CI, confidence interval.

a

Models adjusted for maternal age, race or ethnicity, education, poverty income ratio, marital status, parity, and gestational wt gain from baseline as well as current smoking status and physical activity from follow-up study.

b

Test for linear trend.

DISCUSSION

This study used longitudinal data to explore the relationship between adherence to breastfeeding recommendations and maternal weight retention 6 years after delivery. Although we observed no associations between breastfeeding recommendation adherence and weight retention among normal and overweight mothers, our data suggest an inverse association among obese mothers. Specifically, we found that 6 years after delivery, obese women who fully adhered to the 2005 AAP recommendations for both breastfeeding exclusivity and duration retained 8.0 kg less than obese mothers who never breastfed.

Our findings may have public health implications. All women are advised to gain some weight during pregnancy; however, excess gestational weight gain can lead to postpartum weight retention.35 Currently, 1 in 5 women who delivers a live birth is obese before pregnancy,36 and nearly half of obese women gain gestational weight in excess of recommendations.37 Obese women are at elevated risk for many chronic diseases; postpartum weight retention can exacerbate these risks.38 Our study suggests that adherence to breastfeeding recommendations may have long-term effects that promote lower weight retention among obese women.

A recent systematic review concluded that there is currently insufficient evidence to support an association between breastfeeding and weight retention because of the considerable heterogeneity across studies, including different breastfeeding definitions, timing and measurement of maternal weight, participant characteristics, sample sizes, study design, and ability to adjust for confounders.7 The review identified 15 prospective studies that met their inclusion criteria and assessed associations of breastfeeding with weight retention 6 to 24 months postpartum.
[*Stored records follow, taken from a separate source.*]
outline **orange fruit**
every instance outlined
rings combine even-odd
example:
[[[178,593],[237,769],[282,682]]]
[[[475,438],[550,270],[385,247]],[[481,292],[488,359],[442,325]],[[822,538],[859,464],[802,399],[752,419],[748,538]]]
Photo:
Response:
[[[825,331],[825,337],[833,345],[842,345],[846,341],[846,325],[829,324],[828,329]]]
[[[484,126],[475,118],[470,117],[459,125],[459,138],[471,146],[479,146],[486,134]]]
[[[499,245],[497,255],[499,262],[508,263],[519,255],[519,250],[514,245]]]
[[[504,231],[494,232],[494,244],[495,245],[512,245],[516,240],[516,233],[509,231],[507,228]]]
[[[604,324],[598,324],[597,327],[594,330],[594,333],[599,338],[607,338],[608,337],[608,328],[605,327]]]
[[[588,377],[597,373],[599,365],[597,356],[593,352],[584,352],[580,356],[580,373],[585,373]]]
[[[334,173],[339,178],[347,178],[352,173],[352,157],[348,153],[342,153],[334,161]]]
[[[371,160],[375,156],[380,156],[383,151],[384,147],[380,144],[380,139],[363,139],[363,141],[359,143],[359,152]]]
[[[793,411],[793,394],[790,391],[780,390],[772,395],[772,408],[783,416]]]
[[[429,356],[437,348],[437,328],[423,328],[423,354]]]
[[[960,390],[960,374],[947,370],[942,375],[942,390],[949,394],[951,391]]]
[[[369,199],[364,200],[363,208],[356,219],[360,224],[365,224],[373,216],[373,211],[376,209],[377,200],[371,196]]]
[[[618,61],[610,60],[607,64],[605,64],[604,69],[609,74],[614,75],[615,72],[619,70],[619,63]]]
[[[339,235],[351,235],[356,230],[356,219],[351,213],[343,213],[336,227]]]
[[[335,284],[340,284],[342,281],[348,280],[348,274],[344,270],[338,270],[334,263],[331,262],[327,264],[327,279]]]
Five of the studies were considered to be of high methodological quality,3943 and of these, 43941,43 found a significant inverse association between breastfeeding and weight retention.

Two recent studies that were not part of the systematic review examined breastfeeding and maternal weight >2 years postpartum. Brandhagen and colleagues44 conducted a longitudinal study among Norwegian women at various points for 3 years postpartum. They found an inverse association between breastfeeding (measured as full, partial, or none) and weight retention after controlling for prepregnancy BMI, pregnancy weight gain, maternal age, and parity. In the final assessment at 36 months postpartum, however, only mothers who fully breastfed (gave breast milk but no infant formula, other milk, or semisolid or solid food) up to 6 months showed significantly lower weight retention.
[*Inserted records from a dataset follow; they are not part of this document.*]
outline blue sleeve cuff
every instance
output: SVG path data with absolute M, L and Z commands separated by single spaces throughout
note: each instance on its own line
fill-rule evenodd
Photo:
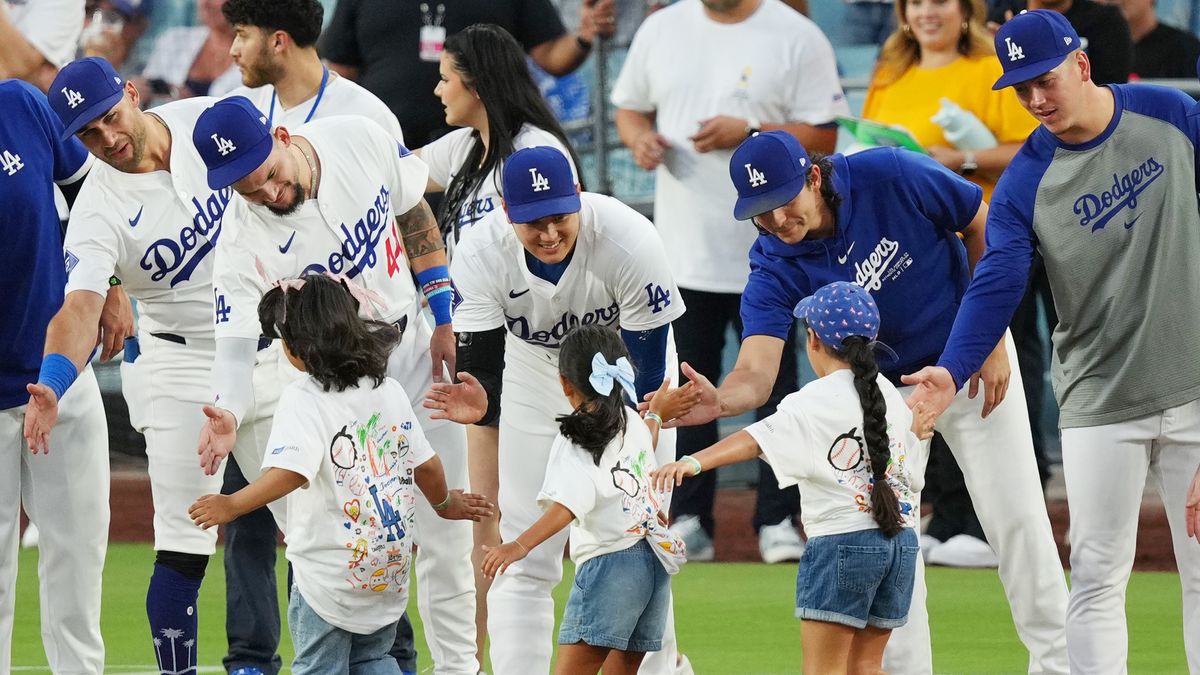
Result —
M 666 376 L 669 330 L 669 325 L 650 330 L 621 329 L 621 339 L 629 349 L 629 357 L 636 372 L 633 385 L 637 389 L 639 399 L 657 390 Z
M 445 265 L 421 270 L 417 272 L 417 283 L 429 302 L 434 323 L 439 326 L 450 323 L 450 303 L 454 296 L 450 292 L 450 270 Z
M 71 359 L 62 354 L 47 354 L 42 358 L 42 370 L 38 373 L 38 384 L 44 384 L 50 387 L 58 400 L 62 400 L 63 394 L 67 393 L 67 389 L 75 382 L 75 378 L 79 377 L 79 369 L 71 363 Z

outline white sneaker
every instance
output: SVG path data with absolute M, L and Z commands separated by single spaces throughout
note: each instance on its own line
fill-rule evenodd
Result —
M 999 567 L 996 552 L 982 539 L 956 534 L 930 552 L 926 562 L 945 567 Z
M 683 545 L 687 547 L 689 562 L 709 562 L 713 559 L 715 554 L 712 537 L 709 537 L 708 533 L 704 531 L 704 527 L 700 525 L 699 516 L 679 516 L 671 525 L 671 532 L 683 540 Z
M 929 564 L 929 554 L 933 553 L 933 549 L 942 545 L 942 540 L 934 537 L 932 534 L 921 535 L 921 558 L 925 560 L 925 564 Z
M 764 525 L 758 529 L 758 552 L 765 563 L 799 560 L 804 555 L 804 540 L 792 519 L 784 518 L 777 525 Z
M 39 539 L 41 536 L 37 525 L 31 522 L 25 527 L 25 533 L 21 535 L 21 548 L 37 548 Z
M 692 670 L 692 662 L 688 661 L 688 657 L 683 652 L 679 652 L 675 660 L 675 675 L 696 675 L 696 671 Z

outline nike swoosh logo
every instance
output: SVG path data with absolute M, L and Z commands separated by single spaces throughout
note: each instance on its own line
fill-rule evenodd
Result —
M 528 288 L 526 288 L 525 290 L 521 291 L 520 293 L 518 293 L 518 292 L 516 292 L 516 291 L 509 291 L 509 292 L 508 292 L 508 297 L 510 297 L 510 298 L 519 298 L 519 297 L 521 297 L 522 295 L 525 295 L 525 294 L 526 294 L 526 293 L 528 293 L 528 292 L 529 292 L 529 289 L 528 289 Z
M 850 252 L 854 250 L 854 245 L 855 245 L 856 243 L 858 243 L 858 242 L 855 242 L 855 241 L 852 241 L 852 242 L 850 242 L 850 248 L 846 249 L 846 255 L 839 255 L 839 256 L 838 256 L 838 264 L 839 264 L 839 265 L 845 265 L 845 264 L 846 264 L 846 261 L 847 261 L 847 260 L 850 258 Z
M 279 247 L 279 252 L 280 252 L 280 253 L 287 253 L 287 252 L 288 252 L 288 249 L 292 247 L 292 240 L 294 240 L 295 238 L 296 238 L 296 231 L 295 231 L 295 230 L 292 230 L 292 236 L 288 237 L 288 240 L 287 240 L 287 243 L 286 243 L 286 244 L 284 244 L 283 246 L 280 246 L 280 247 Z
M 142 219 L 142 211 L 145 208 L 146 208 L 146 206 L 143 204 L 142 208 L 138 209 L 137 215 L 129 219 L 130 227 L 137 227 L 138 222 L 141 221 L 141 219 Z
M 1140 214 L 1140 213 L 1137 214 L 1137 218 L 1134 218 L 1133 220 L 1129 221 L 1128 223 L 1125 223 L 1125 229 L 1128 230 L 1129 228 L 1133 227 L 1133 224 L 1136 223 L 1138 221 L 1138 218 L 1141 218 L 1141 217 L 1142 217 L 1142 214 Z

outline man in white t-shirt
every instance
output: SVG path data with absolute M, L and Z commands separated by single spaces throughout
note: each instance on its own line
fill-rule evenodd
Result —
M 684 55 L 687 58 L 682 58 Z M 804 147 L 832 152 L 834 117 L 849 113 L 829 40 L 816 24 L 779 0 L 683 0 L 651 14 L 638 29 L 613 88 L 617 131 L 643 169 L 655 170 L 654 223 L 675 279 L 691 309 L 676 325 L 680 360 L 715 378 L 728 327 L 741 332 L 739 296 L 750 273 L 737 256 L 755 231 L 729 214 L 733 148 L 752 133 L 781 129 Z M 770 414 L 796 382 L 795 340 L 784 350 Z M 679 430 L 680 455 L 717 441 L 715 424 Z M 803 544 L 792 523 L 795 489 L 776 487 L 759 463 L 754 525 L 767 562 L 799 559 Z M 712 559 L 714 474 L 675 491 L 676 530 L 689 558 Z
M 75 57 L 84 13 L 84 0 L 0 0 L 0 79 L 46 91 Z
M 441 235 L 422 199 L 428 171 L 420 158 L 359 116 L 316 120 L 294 136 L 284 127 L 272 133 L 266 115 L 240 96 L 201 114 L 192 143 L 208 165 L 209 185 L 231 186 L 241 195 L 229 202 L 213 272 L 215 384 L 223 411 L 201 438 L 211 462 L 224 448 L 211 445 L 209 432 L 220 434 L 240 419 L 247 350 L 261 331 L 258 302 L 277 280 L 325 271 L 354 279 L 378 296 L 380 318 L 402 331 L 388 375 L 413 392 L 448 379 L 446 366 L 449 372 L 454 366 L 450 278 Z M 437 323 L 432 330 L 414 273 Z M 462 427 L 427 419 L 421 426 L 447 482 L 465 487 Z M 417 526 L 417 600 L 435 667 L 475 675 L 470 523 L 444 521 L 418 504 Z

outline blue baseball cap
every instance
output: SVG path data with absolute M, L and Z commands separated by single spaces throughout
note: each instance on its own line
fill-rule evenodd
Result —
M 749 220 L 792 201 L 811 168 L 804 146 L 786 131 L 764 131 L 742 141 L 729 160 L 738 194 L 733 217 Z
M 879 307 L 867 289 L 849 281 L 835 281 L 817 289 L 796 305 L 796 318 L 804 319 L 817 337 L 835 349 L 851 336 L 873 341 L 879 335 Z
M 63 66 L 50 84 L 50 107 L 62 121 L 62 138 L 105 115 L 125 95 L 125 80 L 108 61 L 88 56 Z
M 508 219 L 514 223 L 532 223 L 580 209 L 571 163 L 557 148 L 537 146 L 509 155 L 501 186 Z
M 231 96 L 200 113 L 192 144 L 208 167 L 208 187 L 223 190 L 267 161 L 274 137 L 266 116 L 250 99 Z
M 1049 9 L 1021 12 L 996 33 L 996 58 L 1004 74 L 992 89 L 1045 75 L 1081 46 L 1079 34 L 1062 14 Z

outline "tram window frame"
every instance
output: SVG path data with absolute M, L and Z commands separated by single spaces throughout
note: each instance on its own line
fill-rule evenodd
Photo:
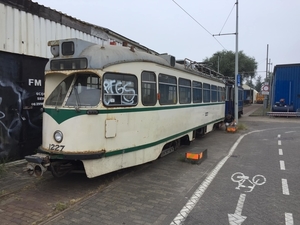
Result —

Wiklund and colleagues45 conducted a small retrospective study among Finnish mothers 16 to 20 years after their last pregnancy. Using self-reported data and maternity tracking records, they assessed mother’s prepregnancy weight and average duration of breastfeeding across all their infants. Mothers were categorized as having a short duration of breastfeeding (defined as breastfeeding <6 months), a medium duration of breastfeeding (≥6 months but <10 months), or a long duration of breastfeeding (≥10 months). Mother’s current weight and height were measured using standardized protocols. Analyses were adjusted for age at first pregnancy, parity, smoking, menopause status, education, previous and current physical activity levels, and current energy intake. After their first pregnancy, only mothers with long breastfeeding duration returned to their prepregnancy weight, whereas mothers with medium and short breastfeeding durations were 1.8 and 5.0 kg heavier, respectively (P < .001). Although gradual weight gain was observed over time, this pattern of less weight retention with increased breastfeeding was also observed with subsequent pregnancies, such that nearly 2 decades after having their children, mothers with short duration of breastfeeding were found to have gained significantly more body weight (14.0 kg) than mothers in either the medium (8.3 kg, P < .001) or long (7.6 kg, P < .001) breastfeeding duration groups.
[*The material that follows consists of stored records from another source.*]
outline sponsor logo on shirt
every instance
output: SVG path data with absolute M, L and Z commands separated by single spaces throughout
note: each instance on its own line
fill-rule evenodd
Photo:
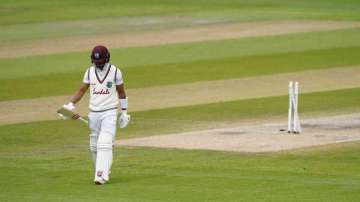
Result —
M 106 95 L 106 94 L 110 94 L 109 89 L 101 89 L 100 91 L 97 91 L 95 88 L 93 89 L 93 95 Z

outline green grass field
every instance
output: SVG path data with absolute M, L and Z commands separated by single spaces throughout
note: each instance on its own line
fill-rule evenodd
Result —
M 4 0 L 0 43 L 291 20 L 359 22 L 360 2 Z M 122 69 L 127 89 L 360 68 L 359 34 L 349 28 L 118 48 L 110 50 L 111 63 Z M 72 94 L 90 65 L 89 52 L 0 57 L 0 102 Z M 287 102 L 287 96 L 260 96 L 138 112 L 130 102 L 132 123 L 117 138 L 285 118 Z M 304 117 L 359 112 L 360 88 L 303 93 L 300 103 Z M 85 125 L 4 125 L 0 118 L 0 131 L 0 201 L 360 201 L 359 142 L 272 153 L 116 147 L 110 183 L 95 186 Z

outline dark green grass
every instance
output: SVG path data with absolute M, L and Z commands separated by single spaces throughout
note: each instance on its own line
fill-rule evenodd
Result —
M 301 113 L 358 110 L 359 102 L 360 89 L 311 93 L 301 96 L 300 109 Z M 198 122 L 286 117 L 286 104 L 286 96 L 281 96 L 132 113 L 130 128 L 121 130 L 118 138 L 179 132 L 183 130 L 179 126 Z M 85 125 L 47 121 L 0 126 L 0 131 L 0 179 L 7 180 L 0 185 L 1 201 L 357 201 L 360 197 L 359 143 L 269 154 L 115 148 L 112 181 L 97 187 L 92 184 Z
M 208 59 L 123 69 L 126 86 L 141 88 L 243 78 L 360 64 L 360 47 Z M 40 61 L 39 61 L 40 62 Z M 73 93 L 83 72 L 0 80 L 0 100 Z
M 231 16 L 234 19 L 359 19 L 357 0 L 2 0 L 0 25 L 117 16 Z

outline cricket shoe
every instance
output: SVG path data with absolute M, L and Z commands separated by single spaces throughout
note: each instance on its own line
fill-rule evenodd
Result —
M 104 178 L 99 177 L 99 178 L 95 179 L 94 182 L 95 182 L 96 185 L 103 185 L 107 181 Z
M 109 179 L 105 179 L 105 178 L 103 177 L 103 172 L 102 172 L 102 171 L 98 171 L 98 172 L 96 173 L 96 177 L 95 177 L 95 180 L 94 180 L 94 182 L 95 182 L 96 185 L 103 185 L 103 184 L 105 184 L 107 181 L 109 181 Z

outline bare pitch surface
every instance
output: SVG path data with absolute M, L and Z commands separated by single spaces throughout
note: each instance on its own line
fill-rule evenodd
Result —
M 110 48 L 144 47 L 173 43 L 328 31 L 355 27 L 360 27 L 360 23 L 347 21 L 265 21 L 202 25 L 190 28 L 142 32 L 138 34 L 71 36 L 9 43 L 4 42 L 0 47 L 0 58 L 84 51 L 93 47 L 94 43 L 104 44 Z M 9 49 L 12 51 L 9 51 Z
M 129 89 L 128 96 L 131 100 L 131 111 L 146 111 L 286 95 L 289 80 L 299 81 L 302 93 L 355 88 L 360 87 L 358 82 L 360 80 L 360 68 L 356 66 L 342 67 L 243 79 Z M 55 96 L 0 102 L 0 111 L 2 111 L 0 125 L 55 120 L 58 118 L 55 109 L 69 97 Z M 151 99 L 144 100 L 144 97 L 151 97 Z M 87 97 L 83 98 L 77 107 L 83 115 L 87 113 L 87 99 Z
M 360 114 L 306 119 L 303 133 L 288 134 L 285 123 L 254 122 L 236 128 L 118 140 L 118 146 L 274 152 L 360 140 Z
The current study is subject to some limitations. Weight and height measures were based on self-report, which could have led to misclassifications of BMI or errors in weight retention because women of higher BMI tend to underreport their weight.46,47 The extent to which this bias might affect the reporting of weight at different times is unknown. In addition, we did not have data to adjust for dietary behaviors, and therefore we may have incomplete control of confounding. Our decision to limit analyses to mothers with no additional pregnancies after IFPSII reduced the size of our sample and may have limited our ability to detect significant associations; similarly, we had a limited number of mothers who met only the recommendation to breastfeed exclusively for ≥4 months. The IFPSII sample was not nationally representative, so the results may not be generalizable to all women.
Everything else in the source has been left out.